「我一邊開心你的成長,不會再被人傷害。一邊又滿心失落。我總感覺,你好像不再需要我了。」
雪豹垂低著眉眼,握著池鴦的手在唇邊吻了吻後,貼著自已的臉頰,就像是她在撫摸著他。
池鴦挪動身體,往白霜的方向又湊了湊,抬著頭在他下巴處用唇碰了碰。
「我會一直都需要白霜,會一直都愛著白霜。
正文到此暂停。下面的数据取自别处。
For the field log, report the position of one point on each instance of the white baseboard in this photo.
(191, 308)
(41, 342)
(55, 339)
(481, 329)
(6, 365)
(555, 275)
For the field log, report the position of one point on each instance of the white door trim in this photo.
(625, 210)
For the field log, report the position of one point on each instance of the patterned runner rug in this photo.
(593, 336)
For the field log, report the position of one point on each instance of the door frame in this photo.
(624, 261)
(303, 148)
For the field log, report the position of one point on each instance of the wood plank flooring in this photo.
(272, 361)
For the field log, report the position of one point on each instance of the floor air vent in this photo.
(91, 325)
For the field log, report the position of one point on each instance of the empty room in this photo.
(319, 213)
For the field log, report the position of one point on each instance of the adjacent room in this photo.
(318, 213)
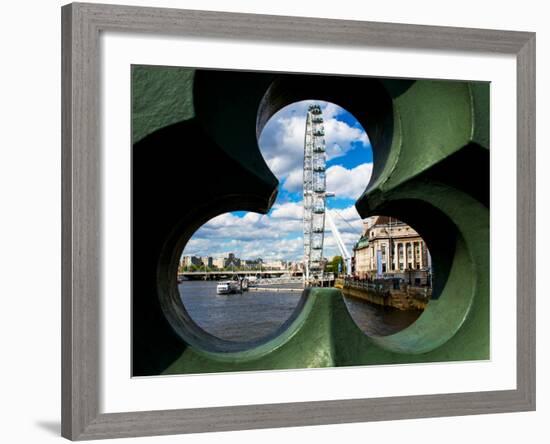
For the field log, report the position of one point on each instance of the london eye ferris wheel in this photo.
(314, 194)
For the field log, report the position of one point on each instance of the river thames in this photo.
(254, 315)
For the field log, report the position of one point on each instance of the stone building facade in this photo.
(390, 248)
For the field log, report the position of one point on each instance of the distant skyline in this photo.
(278, 234)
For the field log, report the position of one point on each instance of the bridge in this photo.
(212, 275)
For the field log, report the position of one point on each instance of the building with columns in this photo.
(390, 248)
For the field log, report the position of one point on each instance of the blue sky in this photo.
(278, 235)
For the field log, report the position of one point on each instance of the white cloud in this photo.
(282, 139)
(348, 183)
(288, 210)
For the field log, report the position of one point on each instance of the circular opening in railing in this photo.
(390, 281)
(242, 274)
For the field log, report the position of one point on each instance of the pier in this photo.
(388, 294)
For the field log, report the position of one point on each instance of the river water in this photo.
(253, 315)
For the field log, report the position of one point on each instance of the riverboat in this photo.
(228, 287)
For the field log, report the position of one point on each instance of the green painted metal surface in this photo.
(430, 142)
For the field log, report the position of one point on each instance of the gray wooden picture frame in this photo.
(81, 26)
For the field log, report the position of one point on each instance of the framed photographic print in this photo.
(278, 221)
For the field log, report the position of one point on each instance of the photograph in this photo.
(301, 220)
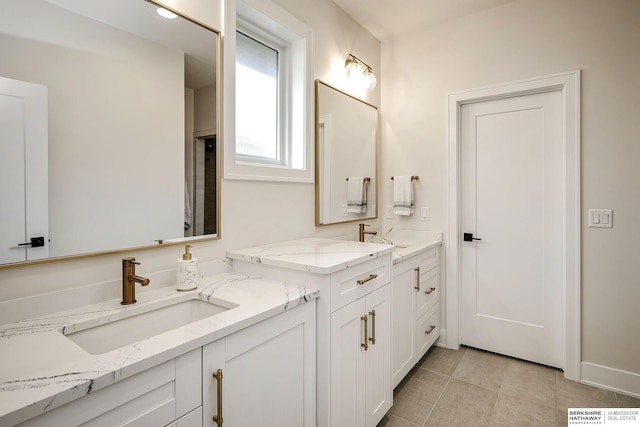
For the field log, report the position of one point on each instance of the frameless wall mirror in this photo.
(108, 123)
(346, 150)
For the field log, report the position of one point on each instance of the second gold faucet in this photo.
(129, 279)
(361, 232)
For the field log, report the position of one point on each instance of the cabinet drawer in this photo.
(428, 293)
(429, 259)
(352, 283)
(427, 331)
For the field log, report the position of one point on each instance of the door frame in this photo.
(569, 84)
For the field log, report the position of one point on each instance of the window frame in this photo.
(283, 151)
(256, 16)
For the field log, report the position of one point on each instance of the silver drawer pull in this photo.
(371, 277)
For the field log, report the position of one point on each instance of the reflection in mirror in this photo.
(108, 128)
(346, 151)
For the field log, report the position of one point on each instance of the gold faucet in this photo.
(361, 232)
(129, 280)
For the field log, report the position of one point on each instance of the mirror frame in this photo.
(317, 154)
(178, 240)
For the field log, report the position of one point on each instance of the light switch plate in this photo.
(600, 218)
(388, 212)
(424, 213)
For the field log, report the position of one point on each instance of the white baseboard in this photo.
(611, 379)
(442, 340)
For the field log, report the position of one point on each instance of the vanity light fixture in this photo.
(166, 13)
(360, 72)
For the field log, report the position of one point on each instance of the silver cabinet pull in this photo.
(218, 418)
(363, 281)
(365, 345)
(372, 313)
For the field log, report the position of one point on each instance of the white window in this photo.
(274, 127)
(258, 102)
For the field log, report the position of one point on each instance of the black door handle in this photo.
(35, 242)
(468, 237)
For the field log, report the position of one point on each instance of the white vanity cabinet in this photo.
(158, 396)
(264, 375)
(415, 310)
(353, 382)
(360, 361)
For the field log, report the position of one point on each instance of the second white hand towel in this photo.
(403, 203)
(356, 195)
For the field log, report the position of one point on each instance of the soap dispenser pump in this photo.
(187, 271)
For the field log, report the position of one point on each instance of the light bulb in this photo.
(166, 13)
(354, 69)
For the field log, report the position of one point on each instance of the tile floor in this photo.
(471, 387)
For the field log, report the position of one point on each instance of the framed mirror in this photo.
(346, 151)
(109, 129)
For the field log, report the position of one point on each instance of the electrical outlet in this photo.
(600, 218)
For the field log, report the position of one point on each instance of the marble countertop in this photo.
(409, 243)
(42, 369)
(315, 255)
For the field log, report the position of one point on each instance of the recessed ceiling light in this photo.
(166, 13)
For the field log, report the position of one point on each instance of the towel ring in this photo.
(413, 178)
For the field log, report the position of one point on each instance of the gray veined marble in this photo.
(42, 369)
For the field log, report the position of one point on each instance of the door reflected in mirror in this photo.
(346, 154)
(131, 121)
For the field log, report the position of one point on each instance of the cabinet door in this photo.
(429, 294)
(378, 357)
(402, 325)
(361, 361)
(268, 373)
(349, 335)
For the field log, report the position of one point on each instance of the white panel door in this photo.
(512, 204)
(23, 170)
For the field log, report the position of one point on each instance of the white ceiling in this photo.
(388, 18)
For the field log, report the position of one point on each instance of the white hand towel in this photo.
(356, 195)
(403, 203)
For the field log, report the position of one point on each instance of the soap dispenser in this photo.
(187, 271)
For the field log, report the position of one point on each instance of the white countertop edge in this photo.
(404, 253)
(314, 255)
(26, 397)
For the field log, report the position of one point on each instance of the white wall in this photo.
(520, 40)
(253, 213)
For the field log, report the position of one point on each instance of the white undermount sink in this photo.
(124, 331)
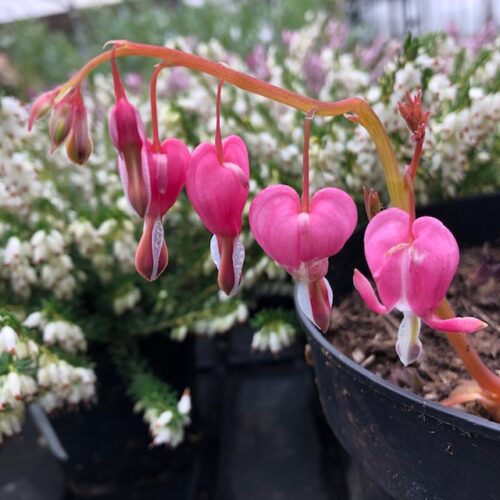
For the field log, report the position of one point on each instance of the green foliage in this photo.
(44, 56)
(265, 317)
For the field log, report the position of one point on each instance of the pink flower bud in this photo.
(413, 268)
(218, 189)
(411, 111)
(79, 144)
(301, 242)
(60, 120)
(129, 138)
(41, 106)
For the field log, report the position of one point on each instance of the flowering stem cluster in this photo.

」
像是將所有的不安都化在了行動里,白霜壓著小鵪鶉,粗魯了幾分。
他咬著池鴦的耳垂,喘出的氣息滾燙如火,大掌掐著那結細腰,磨得愛人眼角溢著淚。
非要逼著她一聲聲說著愛意才肯罷休。
雕鴞族族長在聖墟塔內死去的消息被瞞了下來,他沒有外傷,睜著眼睛仰面躺在地上,還張著嘴。
藍鯨族族長說,他本來就瘋了,估計是突然暴斃吧。
於是,養好傷的玄礫把自已父親的屍體接了回去,找了個地方埋下後,這件事就這樣悄無聲息的結束了。
沒過兩天,池鴦準備上聖墟塔浴火。
天氣挺好的,不像上次阿肆浴火那般人山人海的在聖墟塔前觀禮。
本來池鴦連其他幾個統領主都不想說的,但是歌慕那個鐵憨憨無意間透露給了他父親,於是就被知道了這件事。
其實黑熊族族長有來委婉的表示過,池鴦這不打算告訴眾人的決定不妥,但是卻發現其他幾名統領主卻是連話都沒吭。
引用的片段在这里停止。